By Em Turner Chitty
Well, I went to Knoxville’s Women’s March today in miserable wet weather. Saw some dear friends and activists there and heard a couple of speakers before the weather turned too awful to withstand (discovering that one hiking boot was apparently completely porous did not help).
A couple of comments: The Women’s March folks made the decision to hold the event at Chilhowee Park, which is a nice big park in the Northeast section of Knoxville that is surrounded by Knoxville’s African-American community. Their reasoning apparently was that the event should be more inclusive of minority communities–a sentiment with which I completely agree.
I did not, however, notice a larger proportion of minority participants there than last year–and moving it to a place where it was merely the choir preaching to the choir in an enclosed spot far from the center of the city, and surrounded by police, made it … um… less interesting. No one from the neighborhood could have gotten in without crossing Magnolia and walking half a mile through the underpass and into the field. The chain-link fence surrounding the open field was firmly locked, guarded by police.
The Knoxville Police Dept. and the city needs to address why the Women’s March was subject to such heavy police presence. The gates to the park were locked. Attendees were discouraged and went home after walking around the park for entry in cold and rain. The presence of multiple officers was forbidding.
As the Women’s March goes forward, I think the whole thing could use some tweaks.

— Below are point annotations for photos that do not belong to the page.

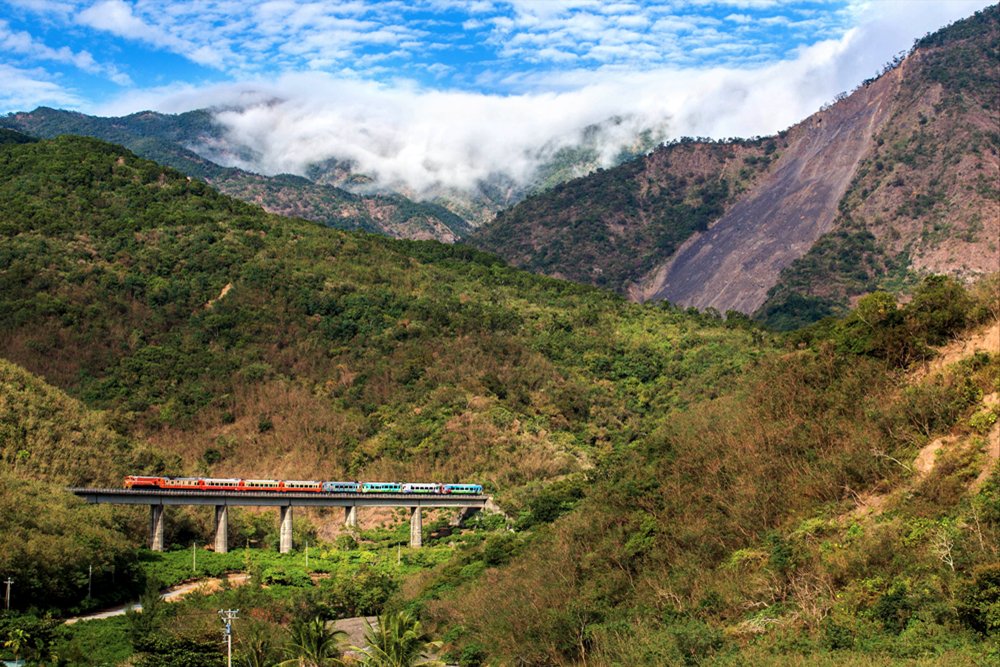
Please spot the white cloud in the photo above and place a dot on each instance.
(21, 43)
(29, 88)
(425, 139)
(117, 17)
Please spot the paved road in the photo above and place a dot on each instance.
(172, 593)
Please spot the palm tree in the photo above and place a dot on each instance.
(18, 640)
(398, 641)
(313, 644)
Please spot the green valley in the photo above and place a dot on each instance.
(681, 489)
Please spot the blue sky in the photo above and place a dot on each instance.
(402, 69)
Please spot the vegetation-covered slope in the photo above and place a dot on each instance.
(173, 139)
(926, 197)
(133, 288)
(685, 490)
(614, 226)
(898, 177)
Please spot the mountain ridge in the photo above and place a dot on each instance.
(939, 103)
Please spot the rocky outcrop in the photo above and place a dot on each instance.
(733, 264)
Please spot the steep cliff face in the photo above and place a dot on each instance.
(897, 180)
(735, 262)
(926, 196)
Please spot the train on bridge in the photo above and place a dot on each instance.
(292, 486)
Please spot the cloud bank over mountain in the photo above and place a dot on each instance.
(428, 94)
(425, 139)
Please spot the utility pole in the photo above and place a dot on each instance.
(228, 616)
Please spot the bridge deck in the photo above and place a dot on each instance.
(276, 499)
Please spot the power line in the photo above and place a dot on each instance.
(228, 616)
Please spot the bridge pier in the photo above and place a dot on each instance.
(416, 528)
(156, 527)
(286, 529)
(221, 529)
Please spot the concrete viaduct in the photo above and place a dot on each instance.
(222, 500)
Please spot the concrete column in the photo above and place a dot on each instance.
(286, 529)
(221, 529)
(416, 528)
(156, 527)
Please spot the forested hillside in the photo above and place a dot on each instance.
(611, 227)
(926, 197)
(172, 140)
(895, 181)
(684, 490)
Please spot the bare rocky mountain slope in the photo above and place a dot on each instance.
(897, 180)
(733, 264)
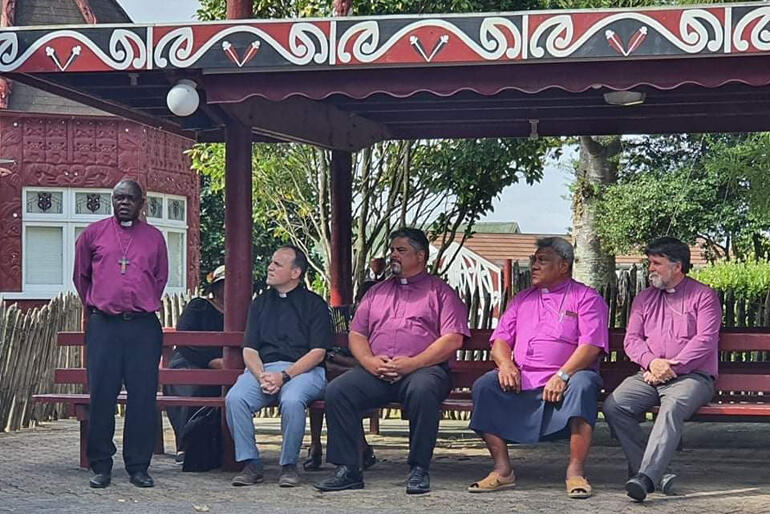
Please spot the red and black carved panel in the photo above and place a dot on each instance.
(394, 41)
(88, 152)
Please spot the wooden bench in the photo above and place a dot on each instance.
(743, 385)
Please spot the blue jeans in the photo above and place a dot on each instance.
(246, 397)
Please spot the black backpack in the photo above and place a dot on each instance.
(202, 440)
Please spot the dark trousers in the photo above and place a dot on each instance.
(122, 352)
(179, 416)
(357, 391)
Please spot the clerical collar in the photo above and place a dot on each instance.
(557, 288)
(413, 279)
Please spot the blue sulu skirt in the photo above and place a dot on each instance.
(524, 417)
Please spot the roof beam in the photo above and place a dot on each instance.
(307, 121)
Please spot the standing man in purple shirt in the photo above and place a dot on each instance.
(673, 335)
(404, 334)
(546, 347)
(121, 268)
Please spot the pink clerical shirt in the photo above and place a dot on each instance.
(544, 327)
(98, 274)
(403, 316)
(680, 324)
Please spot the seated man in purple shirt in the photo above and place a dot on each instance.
(404, 333)
(673, 335)
(546, 386)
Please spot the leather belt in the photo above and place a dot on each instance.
(126, 316)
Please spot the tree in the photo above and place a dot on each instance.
(694, 187)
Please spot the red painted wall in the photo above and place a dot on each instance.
(88, 151)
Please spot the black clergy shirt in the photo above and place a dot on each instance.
(284, 327)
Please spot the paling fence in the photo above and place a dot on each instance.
(29, 354)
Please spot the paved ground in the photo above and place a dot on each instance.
(724, 469)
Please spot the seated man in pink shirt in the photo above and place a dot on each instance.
(673, 335)
(546, 347)
(403, 335)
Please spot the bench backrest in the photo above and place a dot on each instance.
(744, 360)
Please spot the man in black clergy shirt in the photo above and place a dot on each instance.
(287, 334)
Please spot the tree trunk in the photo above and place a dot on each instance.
(596, 169)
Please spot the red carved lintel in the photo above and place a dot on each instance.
(86, 11)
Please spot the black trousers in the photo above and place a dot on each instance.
(179, 416)
(121, 352)
(357, 391)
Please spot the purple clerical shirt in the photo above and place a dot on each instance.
(403, 316)
(97, 274)
(544, 327)
(680, 324)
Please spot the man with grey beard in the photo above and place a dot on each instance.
(673, 335)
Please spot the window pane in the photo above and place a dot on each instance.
(43, 262)
(44, 202)
(176, 210)
(154, 206)
(93, 203)
(176, 274)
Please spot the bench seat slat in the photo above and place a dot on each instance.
(165, 376)
(171, 337)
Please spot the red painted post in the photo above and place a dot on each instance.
(341, 269)
(239, 9)
(507, 285)
(238, 261)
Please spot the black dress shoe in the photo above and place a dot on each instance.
(639, 486)
(418, 481)
(100, 480)
(344, 478)
(142, 479)
(369, 458)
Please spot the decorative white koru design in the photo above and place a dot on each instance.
(493, 43)
(693, 34)
(760, 34)
(126, 49)
(307, 43)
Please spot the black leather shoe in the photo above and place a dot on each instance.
(100, 480)
(369, 458)
(639, 486)
(418, 481)
(142, 479)
(344, 478)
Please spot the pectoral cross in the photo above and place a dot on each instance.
(123, 263)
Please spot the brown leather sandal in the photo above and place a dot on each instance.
(493, 482)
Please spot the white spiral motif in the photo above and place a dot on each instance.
(180, 43)
(302, 45)
(122, 50)
(693, 34)
(9, 47)
(366, 39)
(760, 34)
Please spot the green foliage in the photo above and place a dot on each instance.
(690, 186)
(750, 280)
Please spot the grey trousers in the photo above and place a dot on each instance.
(678, 400)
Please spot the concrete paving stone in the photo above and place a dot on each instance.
(723, 468)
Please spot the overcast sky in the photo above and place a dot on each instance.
(542, 208)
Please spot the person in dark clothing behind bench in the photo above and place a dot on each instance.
(200, 315)
(121, 269)
(287, 334)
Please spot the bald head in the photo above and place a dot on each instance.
(127, 200)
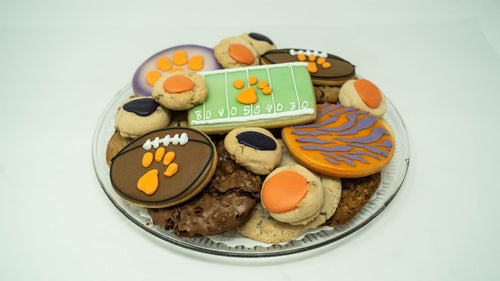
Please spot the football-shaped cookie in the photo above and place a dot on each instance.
(164, 168)
(325, 69)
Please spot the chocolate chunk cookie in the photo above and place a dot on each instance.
(225, 203)
(356, 192)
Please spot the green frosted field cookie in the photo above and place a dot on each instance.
(267, 96)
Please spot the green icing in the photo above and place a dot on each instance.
(292, 95)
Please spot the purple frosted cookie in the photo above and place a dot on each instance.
(183, 57)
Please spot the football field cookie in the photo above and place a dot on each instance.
(268, 96)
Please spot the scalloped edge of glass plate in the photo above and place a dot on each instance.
(393, 177)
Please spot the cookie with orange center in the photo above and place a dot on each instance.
(292, 193)
(344, 142)
(235, 52)
(365, 95)
(180, 90)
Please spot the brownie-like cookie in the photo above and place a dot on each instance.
(356, 192)
(224, 203)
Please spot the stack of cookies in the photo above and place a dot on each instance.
(250, 138)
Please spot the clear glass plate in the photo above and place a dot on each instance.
(392, 179)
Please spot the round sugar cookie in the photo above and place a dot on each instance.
(140, 115)
(292, 194)
(262, 227)
(180, 90)
(235, 52)
(365, 95)
(253, 148)
(164, 167)
(343, 142)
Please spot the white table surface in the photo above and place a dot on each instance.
(63, 61)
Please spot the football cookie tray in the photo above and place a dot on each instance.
(232, 243)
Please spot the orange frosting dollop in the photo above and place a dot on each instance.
(283, 191)
(178, 84)
(368, 92)
(241, 54)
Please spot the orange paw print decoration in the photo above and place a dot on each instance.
(249, 95)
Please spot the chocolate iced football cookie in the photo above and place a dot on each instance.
(163, 168)
(325, 69)
(225, 203)
(356, 193)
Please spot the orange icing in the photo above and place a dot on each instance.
(163, 64)
(247, 96)
(159, 153)
(241, 54)
(196, 63)
(284, 191)
(169, 157)
(368, 92)
(326, 65)
(148, 183)
(176, 69)
(171, 170)
(238, 84)
(152, 77)
(252, 80)
(262, 84)
(312, 68)
(178, 84)
(316, 160)
(147, 159)
(180, 57)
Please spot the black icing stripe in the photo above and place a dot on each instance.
(256, 140)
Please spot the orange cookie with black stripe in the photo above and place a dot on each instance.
(344, 141)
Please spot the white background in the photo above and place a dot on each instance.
(63, 61)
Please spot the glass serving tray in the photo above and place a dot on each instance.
(233, 244)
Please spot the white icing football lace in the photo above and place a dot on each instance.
(166, 141)
(308, 53)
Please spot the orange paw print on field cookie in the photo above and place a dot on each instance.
(313, 59)
(148, 183)
(249, 95)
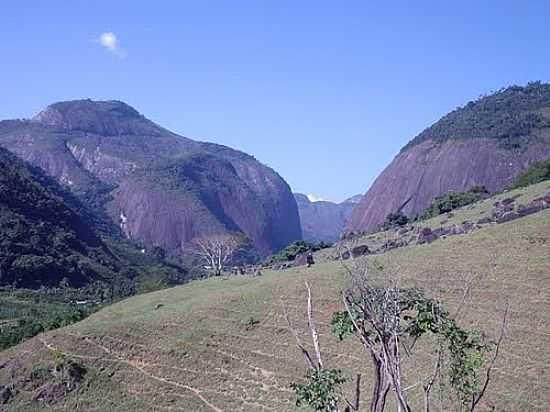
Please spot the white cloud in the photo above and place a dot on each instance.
(109, 40)
(314, 198)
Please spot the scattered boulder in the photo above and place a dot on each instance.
(485, 220)
(508, 201)
(403, 230)
(360, 250)
(457, 230)
(426, 236)
(442, 231)
(531, 208)
(5, 394)
(507, 217)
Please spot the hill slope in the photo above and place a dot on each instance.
(223, 344)
(165, 188)
(487, 142)
(322, 220)
(43, 237)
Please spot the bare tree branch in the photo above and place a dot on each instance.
(481, 393)
(304, 351)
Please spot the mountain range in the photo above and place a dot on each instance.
(324, 221)
(160, 189)
(485, 143)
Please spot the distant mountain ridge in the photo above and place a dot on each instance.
(324, 221)
(160, 188)
(485, 143)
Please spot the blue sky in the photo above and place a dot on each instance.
(324, 92)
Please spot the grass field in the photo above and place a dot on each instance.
(223, 345)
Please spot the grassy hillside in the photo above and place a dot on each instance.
(223, 345)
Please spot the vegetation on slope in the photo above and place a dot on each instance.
(537, 172)
(512, 116)
(289, 253)
(453, 200)
(223, 343)
(50, 257)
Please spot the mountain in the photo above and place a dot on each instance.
(485, 143)
(44, 236)
(322, 220)
(162, 189)
(224, 344)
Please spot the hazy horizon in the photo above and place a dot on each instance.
(325, 95)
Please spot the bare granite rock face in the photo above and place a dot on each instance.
(160, 188)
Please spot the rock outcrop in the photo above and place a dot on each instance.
(160, 188)
(485, 143)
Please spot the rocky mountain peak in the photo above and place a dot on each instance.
(106, 118)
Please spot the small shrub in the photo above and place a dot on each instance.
(536, 173)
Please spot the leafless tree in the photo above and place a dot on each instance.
(386, 320)
(216, 251)
(316, 364)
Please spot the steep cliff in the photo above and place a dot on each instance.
(487, 142)
(161, 188)
(44, 238)
(322, 220)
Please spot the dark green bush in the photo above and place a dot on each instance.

- I’d like to see the event moved to spring, both symbolic of new life and likely to be better as far as weather is concerned. With any luck, the inauguration of the next president will not be the occasion for a response to an imminent tragedy.
- Then, I’d like to see more public occasions throughout the year in different communities to talk to each other about what it means to be women, to sit down and hear each other, and to plan actions on each other’s behalves.
- And to rejoice in being women, no matter how we look on the outside– black women, Asian women, white women, indigenous women, Hispanic women, trans women, gay women– and to rejoice in the support of the men who support and love us whoever we are.
While a number of speakers focused on the pain women endure, some more than others, I think an equally important focus is the positivity of being women, of being life-givers, affirmers, encouragers, makers, inventors, organizers, and stabilizers of society. Women play a critical part in (and in many respects are the best part of) society. We need to dignify our own efforts.
Society is going through a huge change; everything is hitting the fan right now. Over time, it will resolve, but despite our differences, right now we need to hold to the conviction that above all, we are all human, we all struggle, and we all need to care for each other as best we can. We must reject divisions among us, which ultimately are meaningless and instead, find our common ground. Here endeth the lesson.